Fighting Foreclosures By Any Means Necessary
Regardless of whether we all see green shoots or yellow weeds, whether we've hit bottom or keep hurtling downward, reality suggests that we're many years from normal.
The economy could begin to pull out of the recession later this year but a full recovery could take as long as six years, according to a forecast issued today by the Federal Reserve.
The projections were grimmer than those issued by the Fed in January. Yet, they still reflected a growing sentiment inside and outside the central bank that the economy has turned a corner and is declining at a more moderate pace than in the fall.
Fed leaders predicted the economy would shrink this year and then expand at an annualized rate of between 2 and 3 percent in 2010, before gaining further momentum in 2011. However, Fed leaders anticipated labor market conditions will be weak for some time. They projected unemployment to rise to between 9.2 and 9.6 percent and stay in that range through the end of next year before leveling off at between 7.7 and 8.5 percent in 2011. As of April, the unemployment rate was 8.9 percent.
I trust that assessment, and if anything it's too optimistic. We're seeing other developed economies basically in depression right now, and liabilities that were an outgrowth of the market crash, like our record pension insurance deficit, will really start to affect pensioners and those who will have less money to spend for years to come. The market remains 40% below its peak.
Our biggest problem right now remains the foreclosure crisis. The economy cannot sustain continued foreclosures at this rate. It impacts construction, because new inventory need not be created. It impacts the lenders' bottom lines, which affects lending throughout the economy. And small business who cannot get credit cannot create jobs. Then there's the ripple effect of foreclosures to property values, which affects the bottom lines of local governments, resulting in decreased services, particularly for education, and fewer jobs. Rising foreclosures hit just about every aspect of the economy. And the bill the President signed this week won't do much to help.
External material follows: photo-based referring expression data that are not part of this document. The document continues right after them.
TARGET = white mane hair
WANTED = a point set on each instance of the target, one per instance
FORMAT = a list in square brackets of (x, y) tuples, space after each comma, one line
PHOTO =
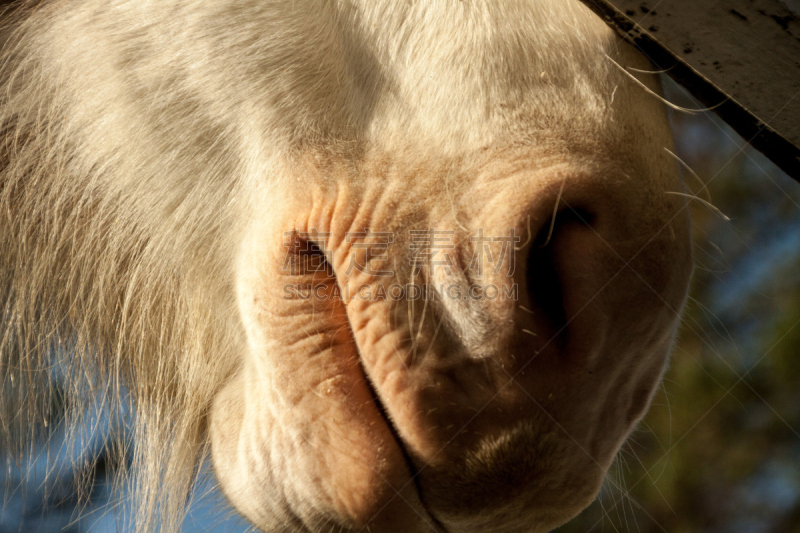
[(140, 140)]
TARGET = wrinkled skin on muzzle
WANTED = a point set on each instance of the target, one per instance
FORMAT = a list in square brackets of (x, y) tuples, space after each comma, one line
[(456, 314)]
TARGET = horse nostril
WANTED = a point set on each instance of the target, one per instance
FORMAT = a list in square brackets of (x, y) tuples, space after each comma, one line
[(543, 278)]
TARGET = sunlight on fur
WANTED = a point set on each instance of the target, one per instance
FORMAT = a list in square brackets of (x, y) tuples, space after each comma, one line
[(173, 173)]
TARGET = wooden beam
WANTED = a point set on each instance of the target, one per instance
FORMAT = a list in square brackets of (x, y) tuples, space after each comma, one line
[(739, 57)]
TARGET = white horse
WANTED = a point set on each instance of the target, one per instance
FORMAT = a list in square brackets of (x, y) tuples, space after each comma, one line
[(398, 266)]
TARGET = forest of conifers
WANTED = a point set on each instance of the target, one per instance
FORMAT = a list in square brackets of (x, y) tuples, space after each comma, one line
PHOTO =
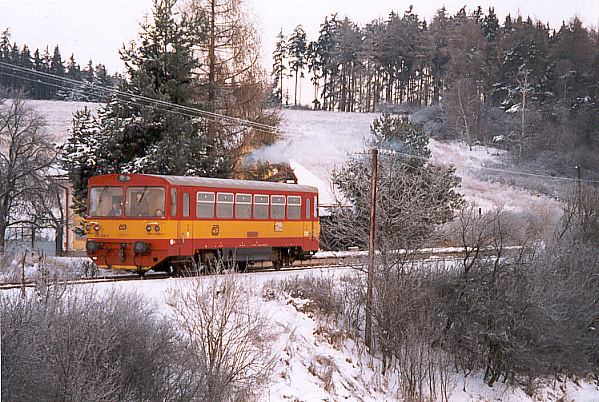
[(44, 62), (404, 59)]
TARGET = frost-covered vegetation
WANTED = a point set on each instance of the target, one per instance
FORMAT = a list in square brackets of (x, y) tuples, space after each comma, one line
[(518, 83), (68, 343)]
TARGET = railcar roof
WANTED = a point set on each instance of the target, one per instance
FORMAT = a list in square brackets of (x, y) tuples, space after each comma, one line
[(231, 183)]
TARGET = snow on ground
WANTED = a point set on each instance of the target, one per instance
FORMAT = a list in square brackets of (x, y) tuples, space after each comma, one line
[(321, 141), (317, 361), (59, 115)]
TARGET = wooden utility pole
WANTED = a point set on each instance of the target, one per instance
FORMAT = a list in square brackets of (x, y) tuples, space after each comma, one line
[(371, 250), (578, 186)]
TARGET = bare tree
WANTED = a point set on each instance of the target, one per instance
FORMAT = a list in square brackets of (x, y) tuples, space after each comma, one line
[(26, 154), (226, 337), (64, 345)]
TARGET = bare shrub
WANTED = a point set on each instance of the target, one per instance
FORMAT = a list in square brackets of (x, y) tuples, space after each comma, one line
[(319, 290), (61, 345), (226, 337), (525, 317)]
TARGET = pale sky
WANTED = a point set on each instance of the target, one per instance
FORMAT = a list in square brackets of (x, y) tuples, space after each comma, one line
[(96, 29)]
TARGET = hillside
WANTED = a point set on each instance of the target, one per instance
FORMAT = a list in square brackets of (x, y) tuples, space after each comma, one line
[(321, 141)]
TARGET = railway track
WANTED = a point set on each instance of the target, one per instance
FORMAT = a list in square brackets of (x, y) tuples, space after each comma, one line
[(355, 258)]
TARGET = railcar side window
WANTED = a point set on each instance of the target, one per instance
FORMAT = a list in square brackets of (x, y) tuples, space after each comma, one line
[(260, 207), (205, 205), (145, 201), (224, 205), (185, 205), (277, 207), (243, 206), (294, 207), (106, 201), (173, 201)]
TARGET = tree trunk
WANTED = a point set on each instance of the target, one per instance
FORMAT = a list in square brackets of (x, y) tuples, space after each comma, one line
[(2, 235), (58, 250)]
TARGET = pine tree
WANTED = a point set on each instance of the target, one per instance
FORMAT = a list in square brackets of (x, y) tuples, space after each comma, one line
[(297, 46), (80, 155), (73, 71), (278, 68), (142, 137)]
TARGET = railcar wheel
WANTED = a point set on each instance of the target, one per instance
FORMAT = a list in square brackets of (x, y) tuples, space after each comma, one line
[(241, 266)]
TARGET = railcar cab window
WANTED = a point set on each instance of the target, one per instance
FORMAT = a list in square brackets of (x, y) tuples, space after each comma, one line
[(185, 205), (294, 207), (277, 206), (224, 205), (243, 206), (260, 206), (106, 201), (173, 201), (145, 201), (205, 205)]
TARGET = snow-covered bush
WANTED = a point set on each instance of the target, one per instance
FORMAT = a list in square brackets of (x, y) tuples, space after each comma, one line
[(62, 344), (319, 290), (226, 336)]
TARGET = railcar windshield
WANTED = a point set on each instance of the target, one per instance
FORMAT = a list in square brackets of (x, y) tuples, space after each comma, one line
[(106, 201), (145, 201)]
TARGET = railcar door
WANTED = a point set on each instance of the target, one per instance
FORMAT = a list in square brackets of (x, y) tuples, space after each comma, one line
[(185, 226), (308, 223)]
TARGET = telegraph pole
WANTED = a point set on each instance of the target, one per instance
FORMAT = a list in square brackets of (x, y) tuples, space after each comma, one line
[(371, 249), (578, 186)]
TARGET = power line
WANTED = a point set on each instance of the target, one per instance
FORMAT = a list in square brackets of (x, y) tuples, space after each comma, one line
[(191, 112), (391, 152), (212, 116)]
After months of debate, the final version of the latest bill eliminated a key provision that would have allowed bankruptcy judges to modify mortgage terms. Faced with heavy pressure from the banking industry, Congress again tabled the highly contentious provision after several attempts to introduce it over the past year. That leaves the decision to refinance a mortgage up to lenders and investors holding securities backed by those loans.
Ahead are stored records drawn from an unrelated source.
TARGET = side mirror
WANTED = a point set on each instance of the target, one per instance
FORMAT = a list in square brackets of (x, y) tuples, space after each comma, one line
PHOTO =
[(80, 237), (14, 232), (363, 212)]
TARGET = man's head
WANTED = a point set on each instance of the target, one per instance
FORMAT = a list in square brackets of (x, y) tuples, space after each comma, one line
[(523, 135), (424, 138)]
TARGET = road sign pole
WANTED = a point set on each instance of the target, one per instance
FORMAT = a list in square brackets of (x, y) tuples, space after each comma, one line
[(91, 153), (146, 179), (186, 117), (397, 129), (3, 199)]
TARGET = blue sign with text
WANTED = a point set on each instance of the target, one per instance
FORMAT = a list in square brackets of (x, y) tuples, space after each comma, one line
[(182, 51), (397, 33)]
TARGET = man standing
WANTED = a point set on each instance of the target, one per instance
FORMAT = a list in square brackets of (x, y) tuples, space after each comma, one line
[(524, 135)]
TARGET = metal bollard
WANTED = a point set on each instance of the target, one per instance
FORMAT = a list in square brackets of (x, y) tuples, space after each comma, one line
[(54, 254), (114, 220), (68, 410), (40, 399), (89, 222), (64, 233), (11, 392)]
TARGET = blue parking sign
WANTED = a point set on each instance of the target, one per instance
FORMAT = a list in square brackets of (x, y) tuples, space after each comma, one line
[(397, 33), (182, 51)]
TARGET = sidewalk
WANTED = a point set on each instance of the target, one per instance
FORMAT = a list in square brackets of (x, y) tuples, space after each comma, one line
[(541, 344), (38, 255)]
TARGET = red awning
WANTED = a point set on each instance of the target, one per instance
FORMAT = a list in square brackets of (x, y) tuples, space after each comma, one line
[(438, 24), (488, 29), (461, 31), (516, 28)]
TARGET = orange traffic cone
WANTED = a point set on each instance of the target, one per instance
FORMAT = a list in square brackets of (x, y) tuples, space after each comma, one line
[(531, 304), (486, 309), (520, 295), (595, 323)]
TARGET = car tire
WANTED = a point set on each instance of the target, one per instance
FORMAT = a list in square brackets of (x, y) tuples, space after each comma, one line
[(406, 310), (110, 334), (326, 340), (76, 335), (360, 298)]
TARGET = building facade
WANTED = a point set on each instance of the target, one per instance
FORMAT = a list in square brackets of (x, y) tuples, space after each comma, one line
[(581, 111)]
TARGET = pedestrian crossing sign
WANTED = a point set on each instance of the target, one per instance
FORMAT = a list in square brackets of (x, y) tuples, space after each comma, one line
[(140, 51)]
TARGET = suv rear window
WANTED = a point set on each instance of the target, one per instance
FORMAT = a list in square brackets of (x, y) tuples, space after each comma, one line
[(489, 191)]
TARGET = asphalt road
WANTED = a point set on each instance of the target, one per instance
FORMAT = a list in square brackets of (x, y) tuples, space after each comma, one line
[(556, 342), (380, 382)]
Meanwhile, homeowners stuck with unaffordable payments, or who now owe more than their house is worth, must slog through the red tape of negotiating a new loan with their lender.
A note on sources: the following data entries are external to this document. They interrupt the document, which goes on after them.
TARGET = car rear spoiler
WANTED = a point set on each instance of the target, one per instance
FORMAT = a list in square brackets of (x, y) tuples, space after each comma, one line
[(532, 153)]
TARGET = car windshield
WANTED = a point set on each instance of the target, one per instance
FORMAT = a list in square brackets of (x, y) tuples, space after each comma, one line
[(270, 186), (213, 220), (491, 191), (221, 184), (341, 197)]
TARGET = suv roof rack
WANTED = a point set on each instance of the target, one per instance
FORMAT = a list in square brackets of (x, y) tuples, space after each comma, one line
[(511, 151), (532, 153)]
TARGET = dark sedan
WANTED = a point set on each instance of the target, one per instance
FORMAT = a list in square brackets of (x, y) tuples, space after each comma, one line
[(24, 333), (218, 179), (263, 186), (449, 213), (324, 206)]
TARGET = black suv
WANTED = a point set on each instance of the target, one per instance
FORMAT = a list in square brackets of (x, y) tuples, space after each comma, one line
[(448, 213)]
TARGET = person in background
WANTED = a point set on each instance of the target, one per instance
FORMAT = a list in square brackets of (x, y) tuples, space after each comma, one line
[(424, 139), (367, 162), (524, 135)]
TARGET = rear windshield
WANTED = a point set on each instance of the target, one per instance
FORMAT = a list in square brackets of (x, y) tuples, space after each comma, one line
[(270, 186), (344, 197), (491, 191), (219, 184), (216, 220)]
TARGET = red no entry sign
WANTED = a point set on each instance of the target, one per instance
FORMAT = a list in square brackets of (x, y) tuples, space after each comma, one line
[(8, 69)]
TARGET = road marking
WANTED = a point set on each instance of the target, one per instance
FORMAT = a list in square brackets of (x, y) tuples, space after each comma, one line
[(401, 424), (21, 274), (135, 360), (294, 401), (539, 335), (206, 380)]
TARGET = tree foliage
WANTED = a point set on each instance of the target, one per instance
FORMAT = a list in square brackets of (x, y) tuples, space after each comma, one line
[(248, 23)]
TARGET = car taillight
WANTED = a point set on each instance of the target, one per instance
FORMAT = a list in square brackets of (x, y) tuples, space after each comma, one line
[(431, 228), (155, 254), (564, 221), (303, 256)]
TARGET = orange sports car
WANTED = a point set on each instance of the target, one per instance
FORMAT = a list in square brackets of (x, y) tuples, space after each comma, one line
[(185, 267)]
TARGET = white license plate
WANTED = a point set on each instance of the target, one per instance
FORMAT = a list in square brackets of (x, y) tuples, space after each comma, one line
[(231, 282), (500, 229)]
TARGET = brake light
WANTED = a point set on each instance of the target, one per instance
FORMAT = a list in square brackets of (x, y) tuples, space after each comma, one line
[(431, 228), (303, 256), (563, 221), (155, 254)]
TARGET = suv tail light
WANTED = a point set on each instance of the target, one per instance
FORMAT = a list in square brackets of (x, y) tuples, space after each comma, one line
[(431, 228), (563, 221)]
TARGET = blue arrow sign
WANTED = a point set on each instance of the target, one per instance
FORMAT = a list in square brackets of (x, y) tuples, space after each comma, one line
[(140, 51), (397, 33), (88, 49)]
I've come to the point where this guy's activism is starting to look pretty good to me.
Bruce Marks doesn't bother being diplomatic. A campaigner on behalf of homeowners facing foreclosure, he was on the phone one day in March to a loan executive at Bank of America Corp.
"I'm tired of borrowers being screwed!" Mr. Marks yelled into the phone. "You're incompetent!" Before hanging up, he threatened to call bank CEO Kenneth Lewis at home to complain about the loan executive.
Mr. Marks's nonprofit organization, Neighborhood Assistance Corp. of America, has emerged as one of the loudest scourges of the banking industry in the post-bubble economy. It salts its Web site with photos of executives it accuses of standing in the way of helping homeowners -- emblazoning "Predator" across their photos, picturing their homes and sometimes including home phone numbers. In February, NACA, as it's called, protested at the home of a mortgage investor by scattering furniture on his lawn, to give him a taste of what it feels like to be evicted.
In the 1990s, Mr. Marks leaked details of a banker's divorce to the press and organized a protest at the school of another banker's child. He says he would use such tactics again. "We have to terrorize these bankers," Mr. Marks says.
Something needs to shake up the status quo. Because the results for the overwhelming majority of people, even those with seemingly no connection to homeownership or foreclosures, will be catastrophic.